Bitcoin fell below the psychologically important threshold of $US20,000 on June 18 for the first time since late 2020.
Given official interest was barely above zero, the premiums indicated risk clearly was very high. But those involved were deluded into believing they were part of a bold new world that didn't conform to financial norms.
To make matters even worse, the platform staked currencies against others to turbocharge returns — a strategy that worked a treat when everything was running hot.
But now it's not.
Celsius chief executive Alex Mashinsky — who made a virtue out of castigating banks and the financial system — hasn't been heard from since the platform "paused withdrawals" a fortnight ago. The self-aggrandising tweets have stopped.
Once again, conspiracy theories are surfacing. The claims are that nefarious forces have been at work, undermining what could have been a threat to the established global financial order.
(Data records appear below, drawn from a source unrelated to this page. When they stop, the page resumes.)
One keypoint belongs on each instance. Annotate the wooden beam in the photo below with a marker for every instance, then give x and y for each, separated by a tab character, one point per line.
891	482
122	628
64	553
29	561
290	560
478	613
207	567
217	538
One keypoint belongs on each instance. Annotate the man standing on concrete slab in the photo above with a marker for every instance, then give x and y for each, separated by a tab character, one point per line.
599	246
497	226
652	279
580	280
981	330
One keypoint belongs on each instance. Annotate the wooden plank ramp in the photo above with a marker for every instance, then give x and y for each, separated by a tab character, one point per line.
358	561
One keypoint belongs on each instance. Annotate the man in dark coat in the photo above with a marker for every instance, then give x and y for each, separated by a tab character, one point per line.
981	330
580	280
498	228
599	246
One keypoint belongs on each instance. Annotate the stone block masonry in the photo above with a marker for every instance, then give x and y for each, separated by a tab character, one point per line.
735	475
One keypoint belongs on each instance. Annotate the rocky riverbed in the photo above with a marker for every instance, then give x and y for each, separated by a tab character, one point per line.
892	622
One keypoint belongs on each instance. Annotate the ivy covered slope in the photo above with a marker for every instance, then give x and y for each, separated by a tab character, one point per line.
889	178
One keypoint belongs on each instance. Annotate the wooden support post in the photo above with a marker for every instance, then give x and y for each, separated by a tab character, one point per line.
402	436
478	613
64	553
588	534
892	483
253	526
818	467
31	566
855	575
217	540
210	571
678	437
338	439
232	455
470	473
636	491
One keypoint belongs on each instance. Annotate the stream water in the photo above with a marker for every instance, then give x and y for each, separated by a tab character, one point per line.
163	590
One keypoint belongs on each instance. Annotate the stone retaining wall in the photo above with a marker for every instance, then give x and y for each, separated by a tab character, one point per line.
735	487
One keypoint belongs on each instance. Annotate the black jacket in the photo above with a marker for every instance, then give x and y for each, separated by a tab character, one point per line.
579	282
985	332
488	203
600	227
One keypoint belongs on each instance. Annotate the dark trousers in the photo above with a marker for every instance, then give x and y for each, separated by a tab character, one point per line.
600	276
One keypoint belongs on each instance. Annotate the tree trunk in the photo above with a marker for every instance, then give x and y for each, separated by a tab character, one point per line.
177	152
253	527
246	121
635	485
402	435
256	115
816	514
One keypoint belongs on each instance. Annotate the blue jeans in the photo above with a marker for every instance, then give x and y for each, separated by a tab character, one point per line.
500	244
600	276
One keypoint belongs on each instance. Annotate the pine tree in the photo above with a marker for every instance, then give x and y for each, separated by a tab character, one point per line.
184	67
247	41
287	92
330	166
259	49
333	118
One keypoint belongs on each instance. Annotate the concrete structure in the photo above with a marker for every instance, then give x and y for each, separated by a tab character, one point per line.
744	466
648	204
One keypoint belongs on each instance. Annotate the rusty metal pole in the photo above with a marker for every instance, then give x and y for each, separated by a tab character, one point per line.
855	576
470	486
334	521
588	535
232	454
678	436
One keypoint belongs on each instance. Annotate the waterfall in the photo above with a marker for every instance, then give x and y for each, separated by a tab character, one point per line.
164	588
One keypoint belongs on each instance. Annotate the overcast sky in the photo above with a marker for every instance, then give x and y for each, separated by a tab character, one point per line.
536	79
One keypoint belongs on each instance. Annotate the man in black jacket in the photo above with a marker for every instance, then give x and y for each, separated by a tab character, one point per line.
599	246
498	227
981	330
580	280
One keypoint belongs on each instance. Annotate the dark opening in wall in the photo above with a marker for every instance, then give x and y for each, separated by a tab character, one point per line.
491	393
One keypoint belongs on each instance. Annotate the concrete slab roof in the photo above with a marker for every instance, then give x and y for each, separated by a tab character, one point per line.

This, however, has been nothing more than the fallout of a traditional liquidity squeeze and the financial model built around cryptocurrency trading is as old as the hills.
The only difference is that the hype and hysteria around cryptocurrencies have been allowed to build into the most overblown bubble since the Dutch went crazy for tulips back in the 17th century.
Just like tulips, digital currencies, tokens and the technology surrounding blockchain won't disappear. But digital assets that have no purpose other than as a vehicle for speculation will continue to come under pressure as interest rates rise. And that will inflict ongoing pain on many millions of investors.
Unlike other financial crises, however, the US Federal Reserve won't ride to the rescue on this one.